Rt. Rev. Dr Torto quoted an International Labour Organisation/Ghana Government study undertaken in 2013, which indicated that an estimated 49,000 children were working in the fishing industry on the Volta Lake, many of them in dangerous circumstances.

He said the Church as part of its five-year campaign was building a community shelter to be called the 'Hope Village' to receive and rehabilitate rescued victims.

He said the Church would mount an intense advocacy on every last Sunday of the month in all its parishes and congregations to restore the dignity of vulnerable ones.

He said the Anglican Diocese of Accra in its quest to support efforts to address and eliminate the menace had adopted a three-tier theory of change aimed at the individual, societal and structural levels.

He added that the Church had adopted a four-pronged strategy, namely, protection, education, livelihood and advocacy to tackle child trafficking.

Explaining the four strategies, Rt Rev. Torto said the child protection aspect entails raising awareness for behavioural change, a curative strategy of rescue, rehabilitation, re-integration and monitoring of victims of child trafficking.

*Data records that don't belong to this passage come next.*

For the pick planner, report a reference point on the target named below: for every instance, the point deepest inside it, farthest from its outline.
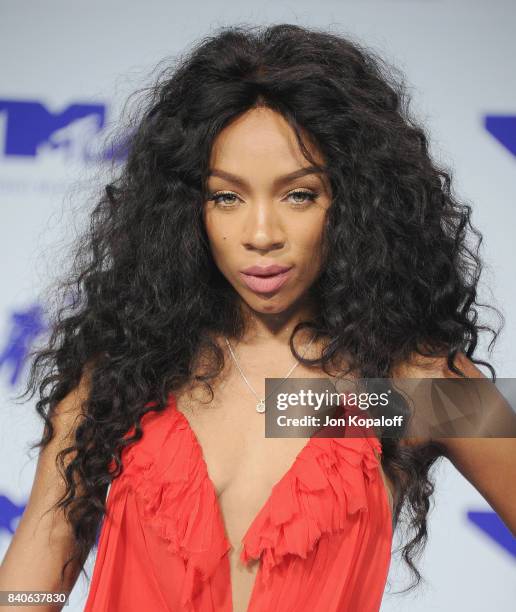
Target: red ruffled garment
(323, 537)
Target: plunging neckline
(275, 486)
(331, 498)
(279, 482)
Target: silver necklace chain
(260, 406)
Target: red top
(323, 537)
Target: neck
(263, 328)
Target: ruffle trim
(179, 500)
(323, 488)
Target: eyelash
(311, 195)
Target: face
(265, 211)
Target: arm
(44, 540)
(489, 464)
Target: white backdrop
(456, 55)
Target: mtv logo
(9, 511)
(30, 129)
(503, 128)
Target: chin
(273, 304)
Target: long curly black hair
(400, 278)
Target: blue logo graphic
(8, 512)
(25, 328)
(32, 130)
(503, 128)
(493, 526)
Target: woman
(278, 215)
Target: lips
(265, 279)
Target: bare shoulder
(420, 366)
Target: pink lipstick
(265, 279)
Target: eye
(307, 196)
(216, 199)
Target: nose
(263, 228)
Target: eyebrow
(280, 180)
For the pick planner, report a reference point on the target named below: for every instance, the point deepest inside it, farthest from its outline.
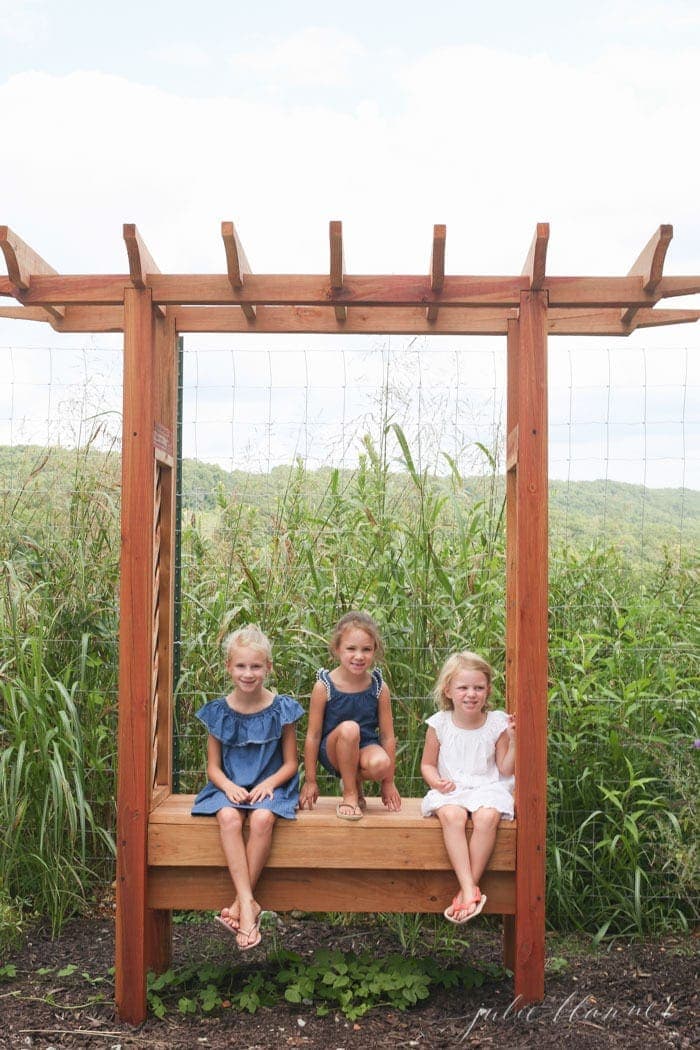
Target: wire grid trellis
(619, 417)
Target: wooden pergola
(152, 310)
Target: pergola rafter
(152, 309)
(437, 302)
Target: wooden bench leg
(158, 940)
(509, 943)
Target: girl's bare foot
(231, 916)
(249, 929)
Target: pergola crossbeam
(375, 291)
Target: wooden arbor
(152, 309)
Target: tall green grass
(423, 554)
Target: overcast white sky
(389, 116)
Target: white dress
(467, 756)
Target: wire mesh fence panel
(370, 475)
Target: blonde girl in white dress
(468, 750)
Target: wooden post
(512, 345)
(135, 656)
(526, 634)
(158, 929)
(146, 636)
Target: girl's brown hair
(364, 622)
(465, 660)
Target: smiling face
(468, 691)
(249, 668)
(355, 651)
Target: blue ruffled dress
(251, 751)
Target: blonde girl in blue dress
(252, 764)
(468, 751)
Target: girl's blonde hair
(460, 662)
(364, 622)
(250, 636)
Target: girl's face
(468, 691)
(248, 668)
(356, 651)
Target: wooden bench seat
(385, 862)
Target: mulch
(624, 994)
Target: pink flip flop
(451, 912)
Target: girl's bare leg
(375, 763)
(245, 908)
(485, 823)
(257, 851)
(453, 822)
(343, 750)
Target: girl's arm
(290, 765)
(390, 796)
(312, 743)
(233, 792)
(505, 749)
(429, 764)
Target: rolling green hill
(644, 524)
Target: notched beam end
(22, 261)
(141, 260)
(236, 260)
(535, 264)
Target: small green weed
(330, 981)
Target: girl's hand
(309, 795)
(236, 794)
(390, 796)
(263, 790)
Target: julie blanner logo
(570, 1010)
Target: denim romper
(361, 708)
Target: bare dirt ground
(633, 995)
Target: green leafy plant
(329, 981)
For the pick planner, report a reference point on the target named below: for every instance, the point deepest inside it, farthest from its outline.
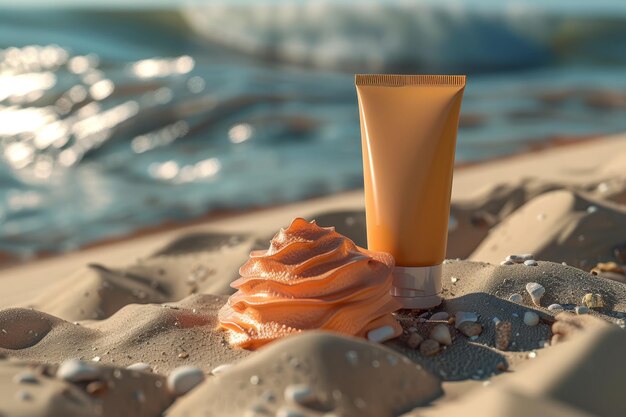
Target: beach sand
(154, 300)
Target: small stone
(593, 300)
(531, 318)
(380, 334)
(429, 347)
(97, 388)
(220, 369)
(25, 378)
(470, 329)
(536, 291)
(441, 333)
(183, 379)
(503, 335)
(300, 394)
(73, 370)
(440, 316)
(140, 366)
(462, 316)
(415, 340)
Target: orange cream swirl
(311, 277)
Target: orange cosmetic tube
(409, 126)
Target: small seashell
(518, 259)
(593, 300)
(220, 369)
(462, 316)
(531, 318)
(414, 340)
(429, 347)
(183, 379)
(536, 291)
(380, 334)
(441, 333)
(503, 335)
(442, 315)
(140, 366)
(556, 308)
(73, 370)
(470, 329)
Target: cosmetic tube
(409, 126)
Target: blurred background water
(115, 119)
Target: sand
(154, 299)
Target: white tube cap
(417, 287)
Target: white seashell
(380, 334)
(441, 333)
(183, 379)
(300, 394)
(74, 370)
(462, 316)
(556, 308)
(536, 291)
(442, 315)
(531, 318)
(140, 366)
(518, 259)
(220, 369)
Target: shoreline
(8, 260)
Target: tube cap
(417, 287)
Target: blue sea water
(116, 119)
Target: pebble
(536, 291)
(183, 379)
(97, 388)
(380, 334)
(415, 340)
(220, 369)
(556, 308)
(531, 318)
(462, 316)
(593, 300)
(441, 333)
(442, 315)
(503, 335)
(73, 370)
(300, 394)
(518, 259)
(140, 366)
(470, 329)
(25, 378)
(429, 347)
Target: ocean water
(120, 119)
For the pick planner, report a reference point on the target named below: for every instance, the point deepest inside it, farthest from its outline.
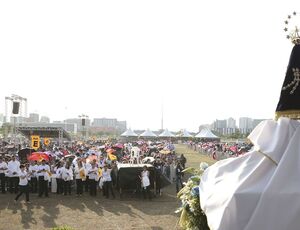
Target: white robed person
(261, 189)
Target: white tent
(206, 133)
(184, 133)
(148, 133)
(129, 133)
(166, 133)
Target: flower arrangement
(192, 217)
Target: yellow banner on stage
(46, 141)
(35, 142)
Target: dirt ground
(95, 213)
(89, 213)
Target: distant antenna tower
(162, 116)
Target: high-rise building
(105, 122)
(34, 117)
(121, 126)
(220, 126)
(231, 126)
(256, 122)
(245, 125)
(45, 119)
(80, 124)
(204, 127)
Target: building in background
(219, 126)
(231, 126)
(256, 122)
(205, 126)
(245, 125)
(33, 117)
(81, 126)
(45, 119)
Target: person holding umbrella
(3, 168)
(23, 184)
(13, 168)
(42, 177)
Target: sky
(201, 60)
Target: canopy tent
(148, 133)
(50, 132)
(207, 134)
(184, 133)
(129, 133)
(166, 133)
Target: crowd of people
(87, 167)
(220, 150)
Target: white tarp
(166, 133)
(258, 190)
(206, 133)
(184, 133)
(129, 133)
(148, 133)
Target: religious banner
(35, 142)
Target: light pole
(83, 118)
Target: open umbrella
(24, 153)
(38, 156)
(91, 158)
(119, 145)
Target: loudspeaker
(16, 106)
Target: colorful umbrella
(91, 158)
(38, 156)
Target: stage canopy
(207, 134)
(44, 132)
(129, 133)
(166, 133)
(184, 133)
(148, 133)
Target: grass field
(97, 212)
(193, 158)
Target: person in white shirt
(145, 179)
(33, 168)
(13, 168)
(87, 167)
(43, 182)
(3, 169)
(107, 182)
(93, 174)
(59, 181)
(79, 176)
(101, 162)
(23, 184)
(67, 177)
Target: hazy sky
(203, 59)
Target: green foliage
(192, 217)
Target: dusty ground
(95, 213)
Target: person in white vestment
(260, 190)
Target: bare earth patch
(95, 213)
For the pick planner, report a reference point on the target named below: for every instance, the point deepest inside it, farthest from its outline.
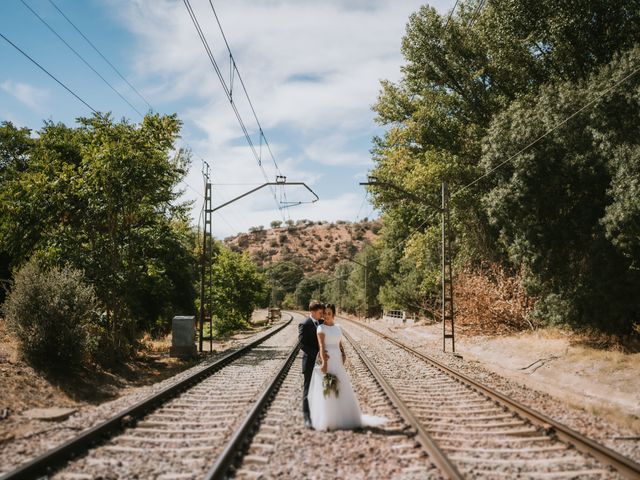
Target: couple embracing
(329, 401)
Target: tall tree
(102, 197)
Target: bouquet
(330, 384)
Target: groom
(309, 346)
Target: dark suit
(309, 345)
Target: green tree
(238, 288)
(102, 197)
(310, 288)
(457, 80)
(566, 208)
(335, 288)
(15, 144)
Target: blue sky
(312, 70)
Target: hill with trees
(314, 246)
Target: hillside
(316, 246)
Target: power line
(80, 57)
(48, 73)
(101, 55)
(476, 12)
(244, 88)
(229, 95)
(450, 14)
(555, 127)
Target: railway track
(191, 429)
(473, 431)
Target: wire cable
(450, 14)
(475, 14)
(234, 66)
(80, 57)
(48, 73)
(226, 89)
(555, 127)
(101, 55)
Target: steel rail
(245, 431)
(49, 461)
(435, 452)
(622, 464)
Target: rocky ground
(32, 403)
(591, 390)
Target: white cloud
(29, 95)
(312, 70)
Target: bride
(333, 405)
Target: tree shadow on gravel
(96, 385)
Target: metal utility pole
(447, 274)
(206, 267)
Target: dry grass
(492, 301)
(316, 247)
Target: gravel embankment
(44, 435)
(283, 448)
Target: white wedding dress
(336, 412)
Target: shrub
(50, 311)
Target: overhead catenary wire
(551, 130)
(476, 12)
(49, 73)
(229, 96)
(80, 57)
(234, 71)
(115, 69)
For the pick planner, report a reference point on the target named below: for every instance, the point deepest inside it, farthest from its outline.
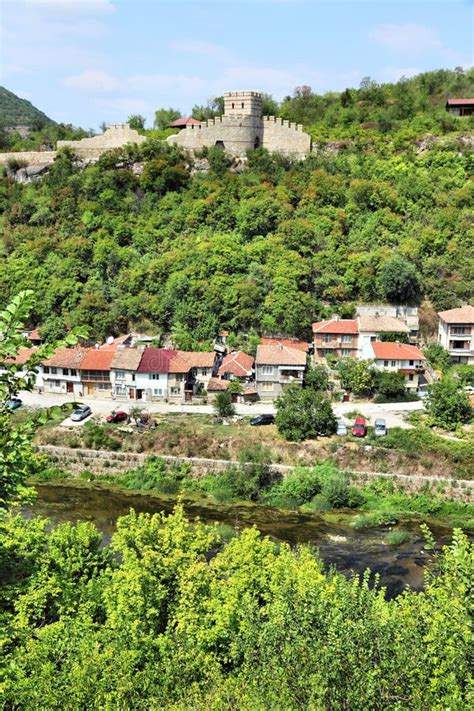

He continued that affordable education would be provided for children from deprived and underprivileged families.

'The advocacy aspect focuses on seeking to influence national and international policies and programmes which protect children, and pushing for their enforcement.

Mr Robert Porter Jackson, the US Ambassador to Ghana, said the Embassy had collaborated with the government on numerous occasions to help eliminate child trafficking

He said it appeared people were ignorant of the menace and saw it as part of social culture thereby emphasising the need to recognise and combat trafficking in various communities.

He therefore urged religious leaders to propagate the gospel in their pulpits to help salvage victims and commended the Church for its efforts in establishing tactics.